Iron plus folate supplementation increases mortality and morbidity among children in areas of malaria endemicity in Africa, but the effects of supplementation on pregnant women in malaria-endemic areas remain unclear. In northeastern Tanzania, where malaria and iron deficiency are common, we found that placental malaria was less prevalent (8.5% vs. 47.3% of women; P< .0001) and less severe (median parasite density, 4.2% vs. 6.3% of placental red blood cells; P< .04) among women with iron deficiency than among women with sufficient iron stores, especially during the first pregnancy.

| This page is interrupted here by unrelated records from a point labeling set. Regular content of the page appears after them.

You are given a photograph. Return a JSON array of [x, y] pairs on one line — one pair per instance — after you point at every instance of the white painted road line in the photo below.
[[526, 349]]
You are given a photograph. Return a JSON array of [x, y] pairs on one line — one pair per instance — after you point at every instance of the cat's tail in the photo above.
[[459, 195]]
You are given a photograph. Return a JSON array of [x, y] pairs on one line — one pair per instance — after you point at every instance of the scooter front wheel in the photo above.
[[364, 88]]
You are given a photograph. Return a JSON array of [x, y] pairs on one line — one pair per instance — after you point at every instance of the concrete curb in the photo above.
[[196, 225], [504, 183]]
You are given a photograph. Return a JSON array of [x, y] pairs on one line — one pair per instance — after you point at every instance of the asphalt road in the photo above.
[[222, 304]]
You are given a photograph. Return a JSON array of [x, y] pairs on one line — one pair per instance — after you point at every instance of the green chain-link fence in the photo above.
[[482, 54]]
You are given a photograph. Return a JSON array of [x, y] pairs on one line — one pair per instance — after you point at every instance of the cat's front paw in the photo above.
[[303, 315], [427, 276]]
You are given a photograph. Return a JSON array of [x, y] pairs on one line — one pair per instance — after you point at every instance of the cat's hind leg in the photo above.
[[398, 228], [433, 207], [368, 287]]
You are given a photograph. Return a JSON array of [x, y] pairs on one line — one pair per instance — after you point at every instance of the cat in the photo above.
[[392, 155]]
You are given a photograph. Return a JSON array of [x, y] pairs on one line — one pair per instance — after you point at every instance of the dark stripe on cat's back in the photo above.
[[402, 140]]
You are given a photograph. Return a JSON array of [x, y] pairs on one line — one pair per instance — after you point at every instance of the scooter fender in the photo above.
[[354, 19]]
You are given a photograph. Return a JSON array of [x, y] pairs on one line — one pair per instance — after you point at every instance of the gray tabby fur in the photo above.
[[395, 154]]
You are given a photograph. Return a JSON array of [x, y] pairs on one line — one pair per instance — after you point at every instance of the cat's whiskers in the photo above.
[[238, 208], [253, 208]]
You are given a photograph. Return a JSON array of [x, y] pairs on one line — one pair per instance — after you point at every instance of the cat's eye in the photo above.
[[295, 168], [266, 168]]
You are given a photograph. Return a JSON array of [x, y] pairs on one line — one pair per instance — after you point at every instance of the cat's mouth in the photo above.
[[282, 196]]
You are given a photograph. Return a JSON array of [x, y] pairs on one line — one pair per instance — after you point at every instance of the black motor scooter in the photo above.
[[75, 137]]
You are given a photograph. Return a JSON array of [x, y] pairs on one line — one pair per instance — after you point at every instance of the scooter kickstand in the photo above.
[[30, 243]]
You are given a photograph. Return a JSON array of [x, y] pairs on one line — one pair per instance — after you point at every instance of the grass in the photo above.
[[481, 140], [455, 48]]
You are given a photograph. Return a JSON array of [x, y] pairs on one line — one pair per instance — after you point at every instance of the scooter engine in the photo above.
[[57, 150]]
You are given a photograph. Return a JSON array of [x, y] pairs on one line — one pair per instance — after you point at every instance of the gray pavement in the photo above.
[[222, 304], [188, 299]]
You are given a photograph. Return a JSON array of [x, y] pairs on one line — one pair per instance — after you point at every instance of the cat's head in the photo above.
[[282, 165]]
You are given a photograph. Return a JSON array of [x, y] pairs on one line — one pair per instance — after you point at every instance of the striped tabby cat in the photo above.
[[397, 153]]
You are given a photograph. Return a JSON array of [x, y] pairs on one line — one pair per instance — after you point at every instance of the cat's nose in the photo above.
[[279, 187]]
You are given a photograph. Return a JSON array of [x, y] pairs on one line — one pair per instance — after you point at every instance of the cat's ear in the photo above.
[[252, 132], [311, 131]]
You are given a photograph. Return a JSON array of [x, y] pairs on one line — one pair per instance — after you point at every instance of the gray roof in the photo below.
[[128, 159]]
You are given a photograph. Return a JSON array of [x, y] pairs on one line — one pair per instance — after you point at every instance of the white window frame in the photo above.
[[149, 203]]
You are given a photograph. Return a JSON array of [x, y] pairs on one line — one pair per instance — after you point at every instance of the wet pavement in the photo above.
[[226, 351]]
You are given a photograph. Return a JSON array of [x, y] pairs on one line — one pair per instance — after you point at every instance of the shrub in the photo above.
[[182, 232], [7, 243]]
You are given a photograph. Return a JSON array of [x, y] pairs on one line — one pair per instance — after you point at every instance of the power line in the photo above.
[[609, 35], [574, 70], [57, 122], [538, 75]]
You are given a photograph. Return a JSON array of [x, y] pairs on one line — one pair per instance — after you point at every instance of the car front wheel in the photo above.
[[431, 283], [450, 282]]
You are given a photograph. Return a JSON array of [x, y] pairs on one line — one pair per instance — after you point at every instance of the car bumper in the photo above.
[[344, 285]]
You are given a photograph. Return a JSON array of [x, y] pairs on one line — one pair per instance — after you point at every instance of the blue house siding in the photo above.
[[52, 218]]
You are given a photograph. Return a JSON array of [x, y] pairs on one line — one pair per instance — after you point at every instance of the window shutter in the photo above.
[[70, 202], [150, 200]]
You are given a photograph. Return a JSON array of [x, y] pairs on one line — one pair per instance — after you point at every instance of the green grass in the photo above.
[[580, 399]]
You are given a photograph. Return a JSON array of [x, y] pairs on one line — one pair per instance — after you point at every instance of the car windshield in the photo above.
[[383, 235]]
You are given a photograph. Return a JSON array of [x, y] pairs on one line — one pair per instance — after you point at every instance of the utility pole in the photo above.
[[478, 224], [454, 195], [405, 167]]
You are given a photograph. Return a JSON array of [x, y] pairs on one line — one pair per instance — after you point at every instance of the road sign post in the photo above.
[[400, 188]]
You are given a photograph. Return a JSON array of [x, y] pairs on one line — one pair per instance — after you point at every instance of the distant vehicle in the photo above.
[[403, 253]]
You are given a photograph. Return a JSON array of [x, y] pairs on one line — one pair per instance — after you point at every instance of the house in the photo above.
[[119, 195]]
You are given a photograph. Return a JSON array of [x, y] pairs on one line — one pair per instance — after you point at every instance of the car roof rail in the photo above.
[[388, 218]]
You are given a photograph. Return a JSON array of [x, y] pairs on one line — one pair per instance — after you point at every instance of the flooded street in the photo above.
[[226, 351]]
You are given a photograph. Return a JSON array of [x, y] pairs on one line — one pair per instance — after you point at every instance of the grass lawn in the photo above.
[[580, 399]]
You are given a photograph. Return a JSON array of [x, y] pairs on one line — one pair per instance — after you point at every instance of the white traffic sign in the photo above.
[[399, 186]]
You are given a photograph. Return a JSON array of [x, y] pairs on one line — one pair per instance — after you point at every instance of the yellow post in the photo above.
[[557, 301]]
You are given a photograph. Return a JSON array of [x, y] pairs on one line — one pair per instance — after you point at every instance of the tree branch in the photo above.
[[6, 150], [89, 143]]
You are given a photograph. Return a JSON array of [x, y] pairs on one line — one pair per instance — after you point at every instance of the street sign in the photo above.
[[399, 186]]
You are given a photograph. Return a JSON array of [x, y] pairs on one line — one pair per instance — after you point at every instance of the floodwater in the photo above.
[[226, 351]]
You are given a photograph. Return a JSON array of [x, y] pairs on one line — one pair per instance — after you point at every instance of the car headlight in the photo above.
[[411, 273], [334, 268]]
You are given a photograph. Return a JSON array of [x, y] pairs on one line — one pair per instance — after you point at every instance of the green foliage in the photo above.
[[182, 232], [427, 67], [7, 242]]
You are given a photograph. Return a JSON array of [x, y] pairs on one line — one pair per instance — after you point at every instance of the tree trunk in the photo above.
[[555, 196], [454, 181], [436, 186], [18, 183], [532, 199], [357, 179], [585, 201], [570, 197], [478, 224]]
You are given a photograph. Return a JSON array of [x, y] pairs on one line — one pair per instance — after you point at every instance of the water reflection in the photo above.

Multivariate analysis revealed that iron deficiency (P< .0001) and multigravidity (P< .002) significantly decreased the risk of placental malaria. Interventional trials of iron and folate supplementation during pregnancy in malaria-endemic regions in Africa are urgently needed to ascertain the benefits and risks of this intervention.

摘要

在非洲疟疾流行地区,补充铁剂加叶酸会增加儿童的死亡率和发病率,但补充剂对疟疾流行地区孕妇的影响仍不明确。在坦桑尼亚东北部,疟疾和缺铁情况较为常见,我们发现,缺铁女性的胎盘疟疾患病率较低(8.5%对47.3%的女性;P<0.0001)且病情较轻(疟原虫密度中位数,胎盘红细胞的4.2%对6.3%;P<0.04),尤其是在首次怀孕时,缺铁女性比铁储备充足的女性情况更好。多变量分析显示,缺铁(P<0.0001)和多胎妊娠(P<0.002)显著降低了胎盘疟疾的风险。迫切需要在非洲疟疾流行地区进行孕期补充铁剂和叶酸的干预试验,以确定这种干预措施的益处和风险。